CSME Heat Transfer and Energy Systems Seminar Series

Space cooling consumes significant amount of power and contributes to urban heat island effect and global warming. Radiative cooling, a passive cooling method that reflects solar irradiation and emits infrared heat, both to deep space, has the promise of not only saving energy but also directly cooling down the earth. In this seminar, I will describe our invention of ultrawhite paints that show remarkable below-ambient cooling under direct sunlight, the physics behind it, and the implications for energy savings and climate crisis mitigation. We have fabricated BaSO4-acrylic and CaCO3-acrylic paints that reflect 98.1% and 95.5% of sunlight respectively (only absorb 1.9% and 4.5% respectively). The sky window emissivity is 0.94-0.96. These optical properties enable that our paints absorb less heat from the sun than the infrared heat they emit, hence cooling below the ambient temperature under direct sunlight. In particular, field tests show that the BaSO4 paint stays more than 4.5 °C below ambient temperature and achieves an average cooling power of 117 W/m^2. We have performed first principles and photon Monte Carlo simulations to guide or explain the materials design, and the results show that this high performance is enabled by synergistically pushing a few factors to the extremes. Unlike TiO2 that is widely used in commercial white paints, BaSO4 and CaCO3 have wider electronic band gaps that eliminate the absorption of ultraviolet photons in the solar irradiation, while the abundant vibrational modes in acrylic and BaSO4 as well as strong four-phonon scattering in BaSO4 offer high emissivity in the sky window. Meanwhile, the appropriate range of particle size similar to solar photon wavelength, a broad particle size distribution, and high particle concentration all have essential contributions to the ultra-high solar reflectance. Finally, we model the applications of the paints as pre-cooling unit for traditional air conditioners or directly on the building envelopes, and show significant potential for energy savings and climate crisis mitigation.

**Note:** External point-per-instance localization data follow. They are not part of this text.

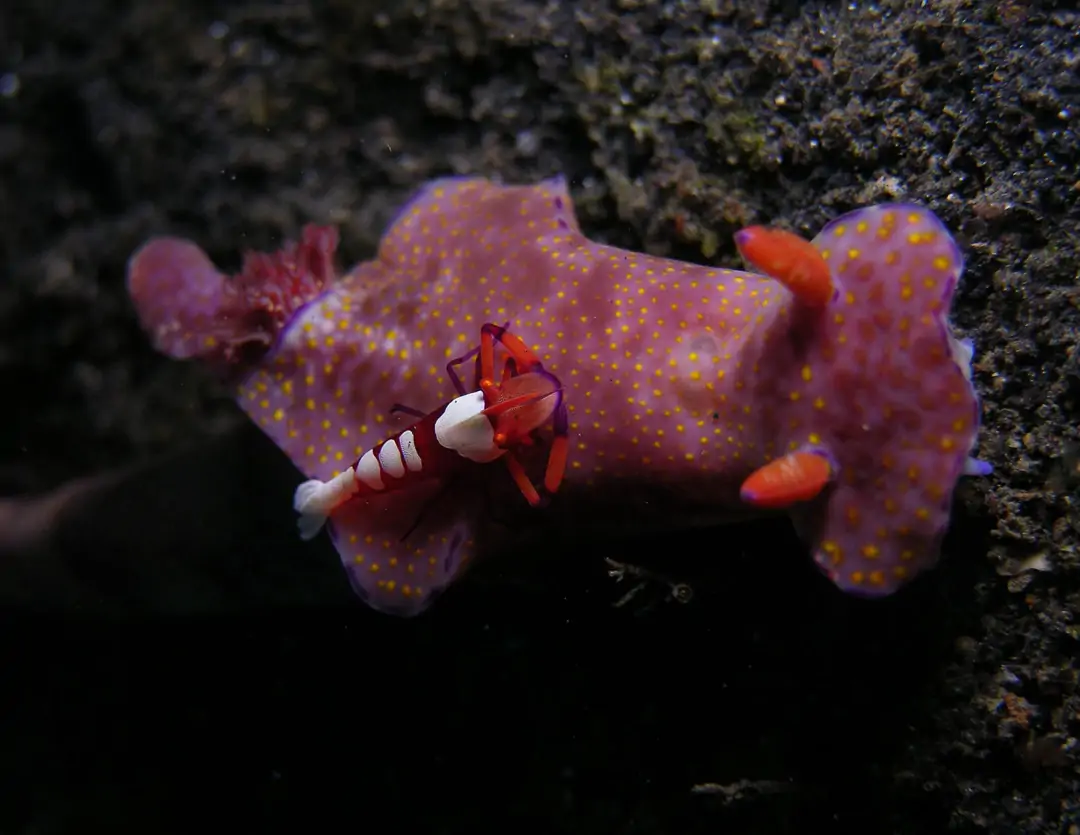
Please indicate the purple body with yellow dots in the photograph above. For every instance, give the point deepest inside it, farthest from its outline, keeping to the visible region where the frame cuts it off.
(679, 375)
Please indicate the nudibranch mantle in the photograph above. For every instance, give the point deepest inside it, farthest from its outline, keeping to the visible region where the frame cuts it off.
(677, 374)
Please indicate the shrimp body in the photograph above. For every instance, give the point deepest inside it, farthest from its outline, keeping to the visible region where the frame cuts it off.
(477, 427)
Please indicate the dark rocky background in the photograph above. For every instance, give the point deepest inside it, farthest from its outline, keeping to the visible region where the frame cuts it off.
(241, 684)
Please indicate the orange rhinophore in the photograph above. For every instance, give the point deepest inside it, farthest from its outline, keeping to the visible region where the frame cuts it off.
(790, 259)
(797, 476)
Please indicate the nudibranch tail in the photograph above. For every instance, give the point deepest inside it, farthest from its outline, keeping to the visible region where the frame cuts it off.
(402, 550)
(896, 398)
(177, 294)
(193, 311)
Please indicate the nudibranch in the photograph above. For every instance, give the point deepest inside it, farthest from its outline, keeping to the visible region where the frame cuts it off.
(838, 393)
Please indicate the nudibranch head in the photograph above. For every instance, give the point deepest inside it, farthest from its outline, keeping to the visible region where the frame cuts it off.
(887, 391)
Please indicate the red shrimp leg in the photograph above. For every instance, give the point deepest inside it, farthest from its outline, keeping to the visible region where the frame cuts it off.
(524, 361)
(399, 407)
(451, 366)
(559, 447)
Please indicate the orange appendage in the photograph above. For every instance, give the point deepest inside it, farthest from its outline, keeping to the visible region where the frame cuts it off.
(790, 259)
(798, 476)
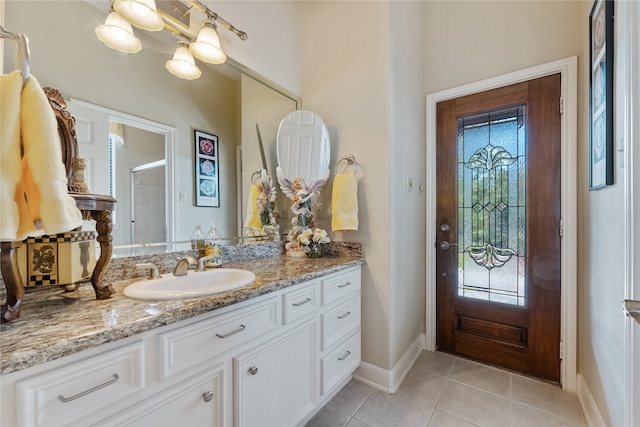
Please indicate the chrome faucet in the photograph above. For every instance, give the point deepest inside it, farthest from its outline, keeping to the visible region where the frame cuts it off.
(153, 270)
(182, 265)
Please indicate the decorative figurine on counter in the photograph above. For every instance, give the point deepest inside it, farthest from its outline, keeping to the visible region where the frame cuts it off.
(303, 196)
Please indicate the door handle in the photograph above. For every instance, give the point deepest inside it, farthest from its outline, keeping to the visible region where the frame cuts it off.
(444, 245)
(632, 309)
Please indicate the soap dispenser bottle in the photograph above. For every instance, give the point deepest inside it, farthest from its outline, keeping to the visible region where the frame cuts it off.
(213, 248)
(197, 238)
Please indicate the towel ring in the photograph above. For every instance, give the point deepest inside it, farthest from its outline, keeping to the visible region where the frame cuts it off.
(23, 51)
(351, 160)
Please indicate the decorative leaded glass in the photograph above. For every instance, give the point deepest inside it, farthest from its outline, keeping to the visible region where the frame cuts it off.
(491, 206)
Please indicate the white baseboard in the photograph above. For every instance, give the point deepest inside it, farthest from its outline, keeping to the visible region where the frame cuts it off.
(588, 403)
(390, 380)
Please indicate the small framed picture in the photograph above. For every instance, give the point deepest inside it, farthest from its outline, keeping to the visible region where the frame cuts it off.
(207, 170)
(601, 94)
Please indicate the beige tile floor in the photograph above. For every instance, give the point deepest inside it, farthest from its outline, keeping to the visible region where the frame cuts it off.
(443, 390)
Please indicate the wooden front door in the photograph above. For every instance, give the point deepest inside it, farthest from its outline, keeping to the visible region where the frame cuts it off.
(498, 218)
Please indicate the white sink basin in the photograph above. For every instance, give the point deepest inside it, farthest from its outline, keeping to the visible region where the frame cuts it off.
(194, 284)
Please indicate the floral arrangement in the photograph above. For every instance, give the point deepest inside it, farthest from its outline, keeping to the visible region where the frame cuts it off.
(310, 240)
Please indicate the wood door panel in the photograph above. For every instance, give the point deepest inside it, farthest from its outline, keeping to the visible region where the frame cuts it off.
(492, 352)
(516, 335)
(524, 338)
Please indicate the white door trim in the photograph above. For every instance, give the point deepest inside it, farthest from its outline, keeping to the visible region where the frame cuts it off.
(568, 69)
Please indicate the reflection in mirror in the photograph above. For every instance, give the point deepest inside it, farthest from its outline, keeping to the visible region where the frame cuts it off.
(133, 166)
(137, 85)
(303, 145)
(304, 151)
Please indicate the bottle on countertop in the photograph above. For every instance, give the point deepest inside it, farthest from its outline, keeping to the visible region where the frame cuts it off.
(197, 238)
(213, 247)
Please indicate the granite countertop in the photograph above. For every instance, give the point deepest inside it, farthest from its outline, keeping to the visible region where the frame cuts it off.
(55, 323)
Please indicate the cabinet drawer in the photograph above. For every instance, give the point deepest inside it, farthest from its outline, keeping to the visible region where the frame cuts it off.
(77, 392)
(337, 286)
(198, 401)
(299, 302)
(338, 322)
(181, 348)
(340, 363)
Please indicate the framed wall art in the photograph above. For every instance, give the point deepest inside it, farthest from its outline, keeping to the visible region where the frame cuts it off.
(207, 170)
(601, 94)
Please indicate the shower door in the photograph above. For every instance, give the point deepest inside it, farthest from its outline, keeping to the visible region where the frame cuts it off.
(148, 218)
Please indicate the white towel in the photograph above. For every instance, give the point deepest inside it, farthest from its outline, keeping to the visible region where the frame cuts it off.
(253, 217)
(344, 202)
(33, 187)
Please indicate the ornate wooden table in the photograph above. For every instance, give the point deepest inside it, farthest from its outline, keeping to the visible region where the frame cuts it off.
(100, 208)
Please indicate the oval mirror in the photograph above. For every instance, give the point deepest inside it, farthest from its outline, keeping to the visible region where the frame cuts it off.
(303, 146)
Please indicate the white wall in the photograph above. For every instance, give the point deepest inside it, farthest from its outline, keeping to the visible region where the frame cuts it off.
(345, 74)
(601, 236)
(272, 48)
(406, 154)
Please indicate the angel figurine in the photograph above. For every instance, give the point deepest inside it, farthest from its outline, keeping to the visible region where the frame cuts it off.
(303, 195)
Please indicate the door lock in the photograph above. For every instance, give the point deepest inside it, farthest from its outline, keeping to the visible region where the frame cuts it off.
(444, 245)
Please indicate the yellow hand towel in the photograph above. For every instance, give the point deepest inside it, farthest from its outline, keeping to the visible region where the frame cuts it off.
(253, 218)
(41, 204)
(344, 202)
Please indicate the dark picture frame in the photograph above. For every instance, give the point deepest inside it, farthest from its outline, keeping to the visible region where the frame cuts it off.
(207, 169)
(601, 94)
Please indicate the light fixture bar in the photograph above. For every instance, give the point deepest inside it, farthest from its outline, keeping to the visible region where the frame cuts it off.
(218, 19)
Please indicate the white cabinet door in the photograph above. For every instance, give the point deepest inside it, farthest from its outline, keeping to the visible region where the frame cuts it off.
(275, 382)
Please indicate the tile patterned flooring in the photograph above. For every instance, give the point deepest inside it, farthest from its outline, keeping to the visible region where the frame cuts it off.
(443, 390)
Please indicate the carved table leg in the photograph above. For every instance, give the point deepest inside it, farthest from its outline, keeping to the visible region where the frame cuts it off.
(103, 227)
(12, 280)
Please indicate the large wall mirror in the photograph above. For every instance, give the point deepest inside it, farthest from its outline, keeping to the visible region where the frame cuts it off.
(153, 116)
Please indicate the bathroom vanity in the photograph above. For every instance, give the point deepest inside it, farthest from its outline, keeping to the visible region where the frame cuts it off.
(271, 353)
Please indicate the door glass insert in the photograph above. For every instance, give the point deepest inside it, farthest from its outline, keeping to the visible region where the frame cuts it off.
(491, 206)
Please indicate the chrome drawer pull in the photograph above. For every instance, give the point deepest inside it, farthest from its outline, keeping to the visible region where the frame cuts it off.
(344, 356)
(298, 304)
(240, 329)
(91, 390)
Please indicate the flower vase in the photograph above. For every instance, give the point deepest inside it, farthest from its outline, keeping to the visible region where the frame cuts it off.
(314, 251)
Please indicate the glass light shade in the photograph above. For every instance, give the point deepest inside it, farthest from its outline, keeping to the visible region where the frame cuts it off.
(141, 13)
(207, 47)
(183, 65)
(118, 34)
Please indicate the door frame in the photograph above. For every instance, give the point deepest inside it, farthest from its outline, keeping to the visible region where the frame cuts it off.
(567, 68)
(629, 13)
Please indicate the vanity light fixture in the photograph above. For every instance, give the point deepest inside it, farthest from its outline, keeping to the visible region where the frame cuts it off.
(141, 13)
(172, 17)
(117, 33)
(183, 65)
(207, 46)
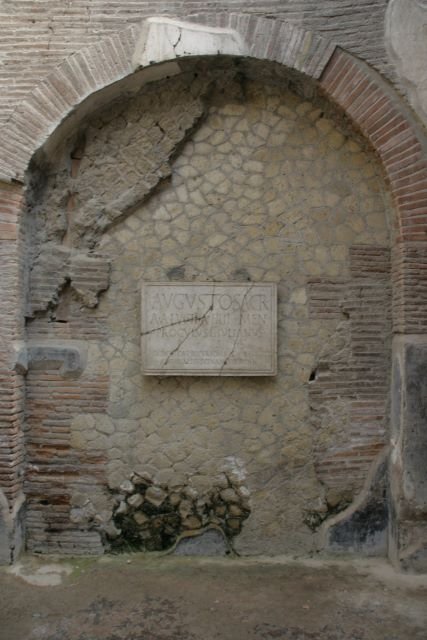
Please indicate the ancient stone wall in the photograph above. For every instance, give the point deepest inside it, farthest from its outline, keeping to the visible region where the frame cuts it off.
(209, 176)
(38, 35)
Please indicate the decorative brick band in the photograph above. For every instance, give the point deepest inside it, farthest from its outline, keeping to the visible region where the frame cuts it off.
(372, 106)
(376, 111)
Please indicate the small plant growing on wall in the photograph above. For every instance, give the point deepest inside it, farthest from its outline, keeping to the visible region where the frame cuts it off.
(152, 517)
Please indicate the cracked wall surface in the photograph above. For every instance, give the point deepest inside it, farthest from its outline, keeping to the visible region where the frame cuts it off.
(213, 176)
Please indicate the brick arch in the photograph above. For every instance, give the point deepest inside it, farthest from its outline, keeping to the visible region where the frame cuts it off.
(374, 108)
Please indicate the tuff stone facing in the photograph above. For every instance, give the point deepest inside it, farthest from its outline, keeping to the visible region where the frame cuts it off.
(248, 197)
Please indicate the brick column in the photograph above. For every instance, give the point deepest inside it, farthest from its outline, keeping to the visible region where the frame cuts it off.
(11, 382)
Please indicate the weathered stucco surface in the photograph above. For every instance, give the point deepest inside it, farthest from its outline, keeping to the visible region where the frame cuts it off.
(210, 176)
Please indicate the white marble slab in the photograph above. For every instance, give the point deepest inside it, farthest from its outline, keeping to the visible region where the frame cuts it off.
(216, 329)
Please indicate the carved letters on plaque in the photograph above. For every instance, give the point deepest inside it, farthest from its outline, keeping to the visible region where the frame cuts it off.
(213, 328)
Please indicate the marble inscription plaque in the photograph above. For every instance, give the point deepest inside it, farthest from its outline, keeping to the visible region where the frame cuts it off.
(217, 329)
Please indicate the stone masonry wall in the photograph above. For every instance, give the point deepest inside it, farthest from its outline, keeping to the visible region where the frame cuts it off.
(249, 182)
(37, 35)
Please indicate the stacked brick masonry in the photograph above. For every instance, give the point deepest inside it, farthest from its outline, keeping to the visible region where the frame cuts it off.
(55, 469)
(401, 150)
(38, 35)
(354, 372)
(11, 321)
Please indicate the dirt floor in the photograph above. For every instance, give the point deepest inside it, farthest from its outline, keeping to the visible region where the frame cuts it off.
(132, 597)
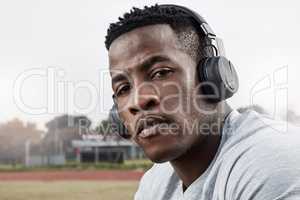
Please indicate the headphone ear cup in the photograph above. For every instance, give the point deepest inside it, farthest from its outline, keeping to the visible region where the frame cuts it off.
(218, 78)
(117, 125)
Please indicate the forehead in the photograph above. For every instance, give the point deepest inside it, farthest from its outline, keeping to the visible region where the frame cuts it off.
(132, 47)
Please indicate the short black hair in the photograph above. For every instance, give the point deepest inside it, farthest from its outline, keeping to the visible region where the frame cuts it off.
(183, 25)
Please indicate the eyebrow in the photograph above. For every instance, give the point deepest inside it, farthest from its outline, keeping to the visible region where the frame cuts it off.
(141, 67)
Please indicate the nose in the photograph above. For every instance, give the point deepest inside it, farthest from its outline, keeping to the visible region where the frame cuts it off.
(144, 99)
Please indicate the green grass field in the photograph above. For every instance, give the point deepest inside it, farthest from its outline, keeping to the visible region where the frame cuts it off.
(67, 190)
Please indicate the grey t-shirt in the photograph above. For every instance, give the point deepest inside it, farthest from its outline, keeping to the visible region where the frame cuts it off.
(257, 159)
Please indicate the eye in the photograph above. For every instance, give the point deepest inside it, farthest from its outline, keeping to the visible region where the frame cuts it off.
(160, 73)
(122, 89)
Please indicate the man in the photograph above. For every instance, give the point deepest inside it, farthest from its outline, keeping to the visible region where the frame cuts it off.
(202, 149)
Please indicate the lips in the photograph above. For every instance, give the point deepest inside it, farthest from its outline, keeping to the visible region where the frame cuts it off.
(148, 126)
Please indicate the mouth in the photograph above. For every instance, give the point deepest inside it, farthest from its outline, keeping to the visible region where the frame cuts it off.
(149, 127)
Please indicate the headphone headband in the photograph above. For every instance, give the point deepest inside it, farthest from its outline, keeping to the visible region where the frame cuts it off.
(203, 26)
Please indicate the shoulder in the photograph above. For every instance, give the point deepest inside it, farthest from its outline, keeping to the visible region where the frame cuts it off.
(266, 163)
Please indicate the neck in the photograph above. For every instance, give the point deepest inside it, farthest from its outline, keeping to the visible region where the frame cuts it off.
(197, 159)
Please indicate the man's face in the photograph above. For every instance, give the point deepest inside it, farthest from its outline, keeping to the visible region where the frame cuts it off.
(155, 82)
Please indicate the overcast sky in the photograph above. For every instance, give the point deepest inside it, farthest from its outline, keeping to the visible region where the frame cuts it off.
(64, 39)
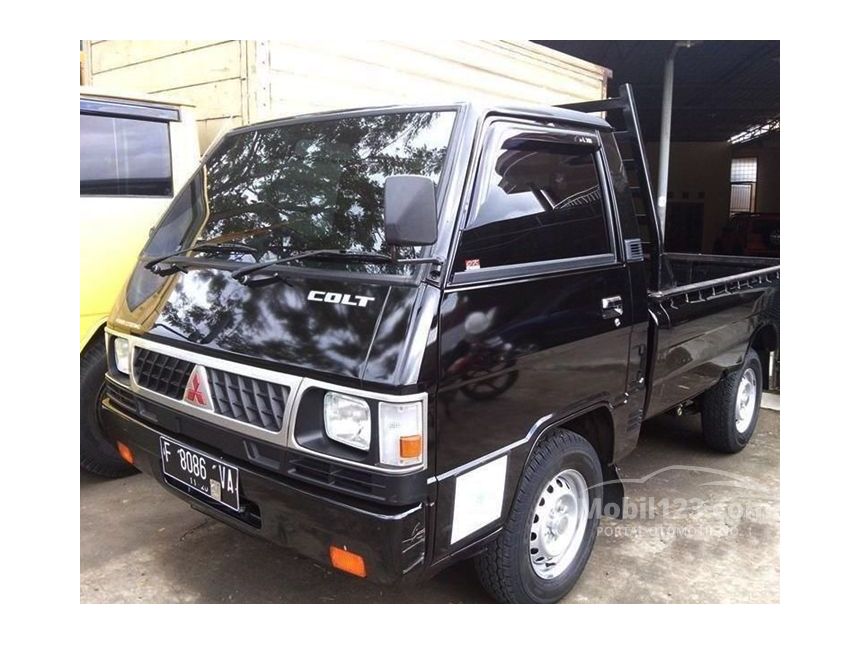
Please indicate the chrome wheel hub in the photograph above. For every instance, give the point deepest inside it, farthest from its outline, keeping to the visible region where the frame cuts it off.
(745, 402)
(558, 524)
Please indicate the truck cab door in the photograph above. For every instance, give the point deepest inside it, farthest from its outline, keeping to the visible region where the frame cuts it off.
(536, 314)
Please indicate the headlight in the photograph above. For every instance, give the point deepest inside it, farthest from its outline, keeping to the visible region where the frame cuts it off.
(121, 355)
(401, 433)
(347, 420)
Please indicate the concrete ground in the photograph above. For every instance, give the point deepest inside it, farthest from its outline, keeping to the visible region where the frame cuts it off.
(701, 527)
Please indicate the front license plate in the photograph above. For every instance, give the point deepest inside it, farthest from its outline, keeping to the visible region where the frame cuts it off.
(202, 472)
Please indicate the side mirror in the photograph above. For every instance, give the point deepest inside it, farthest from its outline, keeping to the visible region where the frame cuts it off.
(410, 210)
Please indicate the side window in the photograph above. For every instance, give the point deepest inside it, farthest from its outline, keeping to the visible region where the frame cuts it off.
(541, 200)
(125, 157)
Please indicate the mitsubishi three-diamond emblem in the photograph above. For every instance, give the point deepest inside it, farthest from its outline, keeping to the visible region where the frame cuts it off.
(197, 389)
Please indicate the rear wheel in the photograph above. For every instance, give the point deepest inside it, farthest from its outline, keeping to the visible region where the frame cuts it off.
(97, 455)
(730, 408)
(550, 532)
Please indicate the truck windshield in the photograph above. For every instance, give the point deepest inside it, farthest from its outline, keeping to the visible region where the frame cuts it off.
(305, 186)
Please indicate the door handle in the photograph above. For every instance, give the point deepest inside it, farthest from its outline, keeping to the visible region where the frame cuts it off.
(612, 307)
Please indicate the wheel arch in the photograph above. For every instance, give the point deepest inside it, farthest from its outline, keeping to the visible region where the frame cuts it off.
(596, 425)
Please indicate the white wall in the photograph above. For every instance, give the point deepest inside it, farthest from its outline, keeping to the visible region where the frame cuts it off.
(235, 82)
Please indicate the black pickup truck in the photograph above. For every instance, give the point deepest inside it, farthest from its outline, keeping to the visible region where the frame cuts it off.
(394, 338)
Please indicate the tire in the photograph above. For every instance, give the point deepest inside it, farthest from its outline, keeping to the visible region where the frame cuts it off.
(97, 455)
(725, 426)
(506, 569)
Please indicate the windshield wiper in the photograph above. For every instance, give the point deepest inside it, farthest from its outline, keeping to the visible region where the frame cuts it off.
(202, 247)
(329, 254)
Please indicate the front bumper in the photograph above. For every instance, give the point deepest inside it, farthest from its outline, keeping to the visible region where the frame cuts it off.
(293, 514)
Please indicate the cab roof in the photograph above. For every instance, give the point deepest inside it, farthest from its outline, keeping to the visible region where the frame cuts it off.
(548, 112)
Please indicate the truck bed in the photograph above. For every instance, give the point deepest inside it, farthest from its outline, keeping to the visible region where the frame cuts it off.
(703, 317)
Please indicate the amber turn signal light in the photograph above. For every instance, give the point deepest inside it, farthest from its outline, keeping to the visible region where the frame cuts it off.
(347, 561)
(125, 452)
(410, 447)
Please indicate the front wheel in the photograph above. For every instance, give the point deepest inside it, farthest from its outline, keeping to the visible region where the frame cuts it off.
(550, 532)
(730, 408)
(97, 455)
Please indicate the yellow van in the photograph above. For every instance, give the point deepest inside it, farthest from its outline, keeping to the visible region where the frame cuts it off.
(136, 153)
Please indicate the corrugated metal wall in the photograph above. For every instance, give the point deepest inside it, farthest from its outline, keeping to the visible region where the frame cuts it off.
(245, 81)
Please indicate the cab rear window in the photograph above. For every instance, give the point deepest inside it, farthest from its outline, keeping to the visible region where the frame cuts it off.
(125, 157)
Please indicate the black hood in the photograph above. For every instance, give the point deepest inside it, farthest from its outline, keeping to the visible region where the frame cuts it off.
(294, 323)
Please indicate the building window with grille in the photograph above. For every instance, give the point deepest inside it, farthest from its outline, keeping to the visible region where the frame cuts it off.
(743, 178)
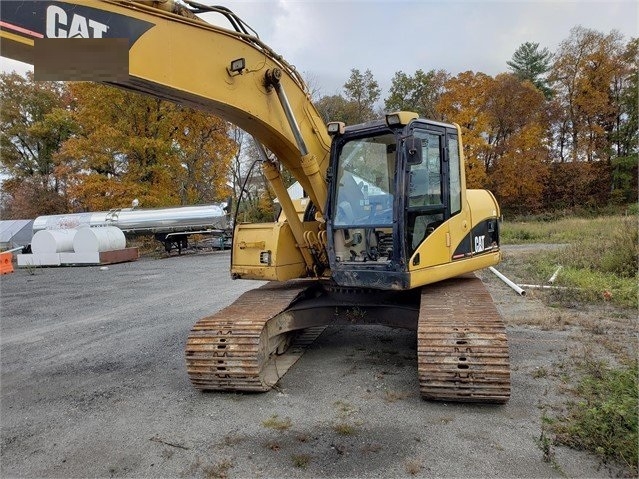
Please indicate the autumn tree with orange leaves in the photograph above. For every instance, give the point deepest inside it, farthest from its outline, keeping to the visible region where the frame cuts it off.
(135, 146)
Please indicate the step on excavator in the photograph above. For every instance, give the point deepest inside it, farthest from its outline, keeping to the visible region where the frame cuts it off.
(387, 232)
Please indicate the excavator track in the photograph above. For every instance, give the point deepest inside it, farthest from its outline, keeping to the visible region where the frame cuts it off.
(249, 345)
(462, 347)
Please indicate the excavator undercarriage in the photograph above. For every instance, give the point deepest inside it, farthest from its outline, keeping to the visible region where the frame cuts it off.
(461, 340)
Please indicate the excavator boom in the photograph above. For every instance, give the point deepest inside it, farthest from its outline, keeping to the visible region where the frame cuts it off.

Dr. Xiulin Ruan is a professor in the School of Mechanical Engineering and Birck Nanotechnology Center at Purdue University. He received his B.S. and M.S. from the Department of Engineering Mechanics at Tsinghua University, in 2000 and 2002 respectively. He then received an M.S. in electrical engineering in 2006 and Ph.D. in mechanical engineering in 2007 from the University of Michigan at Ann Arbor, before joining Purdue. His research and teaching interests are in predictive simulations, scalable manufacturing, and multiscale characterizations of thermal transport materials and systems. Notably, his recent fundamental work has established a new research topic on four-phonon and higher-order phonon scattering, and his recent applied work on ultrawhite radiative cooling paints has appeared in more than 2,000 news reports globally and earned a Guinness World Record. He received the NSF CAREER Award, Air Force Summer Faculty Fellowship, ASME Heat Transfer Division Best Paper Award, the inaugural School of Mechanical Engineering Outstanding Graduate Student Mentor Award, and was named a University Faculty Scholar of Purdue University and an ASME Fellow, among his honors. He currently serves as an associate editor for ASME Journal of Heat Transfer.